R is reflexive if for all x ∈ A, xRx.

R is symmetric if for all x, y ∈ A, if xRy, then yRx.

R is transitive if for all x, y, z ∈ A, if xRy and yRz, then xRz.

We have

xy is the square of an integer. x, y ∈ N.

This relation is defined on N (set of Natural Numbers)

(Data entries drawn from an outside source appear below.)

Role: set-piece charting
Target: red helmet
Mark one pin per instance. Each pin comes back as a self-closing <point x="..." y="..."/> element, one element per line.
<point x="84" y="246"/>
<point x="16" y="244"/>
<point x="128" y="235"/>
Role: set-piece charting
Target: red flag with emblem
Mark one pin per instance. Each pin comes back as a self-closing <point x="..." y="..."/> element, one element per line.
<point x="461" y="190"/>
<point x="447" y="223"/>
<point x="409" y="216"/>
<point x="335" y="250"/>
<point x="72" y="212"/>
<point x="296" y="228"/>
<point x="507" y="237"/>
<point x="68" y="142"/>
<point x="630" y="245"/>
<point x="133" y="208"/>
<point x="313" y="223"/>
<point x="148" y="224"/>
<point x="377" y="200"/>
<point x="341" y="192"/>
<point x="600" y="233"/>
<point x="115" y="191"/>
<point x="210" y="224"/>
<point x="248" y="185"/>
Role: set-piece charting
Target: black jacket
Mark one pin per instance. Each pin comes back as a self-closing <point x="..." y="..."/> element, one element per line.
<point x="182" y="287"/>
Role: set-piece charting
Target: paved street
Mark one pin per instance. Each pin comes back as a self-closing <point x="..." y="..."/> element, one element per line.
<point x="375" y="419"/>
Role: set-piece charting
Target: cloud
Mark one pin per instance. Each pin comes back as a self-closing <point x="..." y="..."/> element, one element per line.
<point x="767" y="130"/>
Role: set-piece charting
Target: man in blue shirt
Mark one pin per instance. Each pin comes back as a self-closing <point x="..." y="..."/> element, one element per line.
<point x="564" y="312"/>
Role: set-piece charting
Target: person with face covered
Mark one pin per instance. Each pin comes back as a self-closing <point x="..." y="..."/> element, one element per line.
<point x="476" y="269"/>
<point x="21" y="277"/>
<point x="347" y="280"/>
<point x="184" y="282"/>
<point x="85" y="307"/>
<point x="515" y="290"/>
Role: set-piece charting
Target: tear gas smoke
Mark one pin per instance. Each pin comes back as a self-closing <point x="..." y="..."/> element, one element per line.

The relation can also be defined as

R = {(x, y): xy = a², a = √(xy), a ∈ N} on N

Check for Reflexivity:

∀ x ∈ N

We should have, (x, x) ∈ R

⇒ xx = a², where a = √(xx)

⇒ x² = a², where a = √(x²)

which is true every time.

Take x = 1 and y = 4

xy = a²

⇒ 1 × 4 = (√(1 × 4))² [∵ a = √(xy)]

⇒ 4 = (√4)²

⇒ 4 = (2)²

⇒ 4 = 4

So, ∀ x ∈ N, then (x, x) ∈ R

⇒ R is reflexive.

Check for Symmetry:

∀ x, y ∈ N

If (x, y) ∈ R

⇒ xy = a², where a = √(xy)

Now, replace x by y and y by x. We get

yx = a², which is as same as xy = a²

where a = √(yx)

⇒ yx = a²

⇒ (y, x) ∈ R

So, if (x, y) ∈ R, and then (y, x) ∈ R ∀ x, y ∈ N

⇒ R is symmetric.

Check for Transitivity:

∀ x, y, z ∈ N

If (x, y) ∈ R and (y, z) ∈ R

⇒ xy = a² and yz = a²

⇒ xz = a², may or may not be true.

Let us take x = 8, y = 2 and z = 50

xy = a², where a = √(xy)

⇒ (8)(2) = (√(8 × 2))²

⇒ 16 = (4)²

⇒ 16 = 16, which is true.

yz = a²

⇒ (2)(50) = (√(2 × 50))²

⇒ 100 = (10)²

⇒ 100 = 100, which is true

xz = a²

⇒ (8)(50) = (√(8 × 50))²

⇒ 400 = (20)²

⇒ 400 = 400

We won’t be able to find a case to show a contradiction.

⇒ xz = a²

⇒ (x, z) ∈ R

So, if (x, y) ∈ R and (y, z) ∈ R, and then (x, z) ∈ R

∀ x, y, z ∈ N

⇒ R is transitive.

Hence, the relation is symmetric and transitivity, but not reflexive.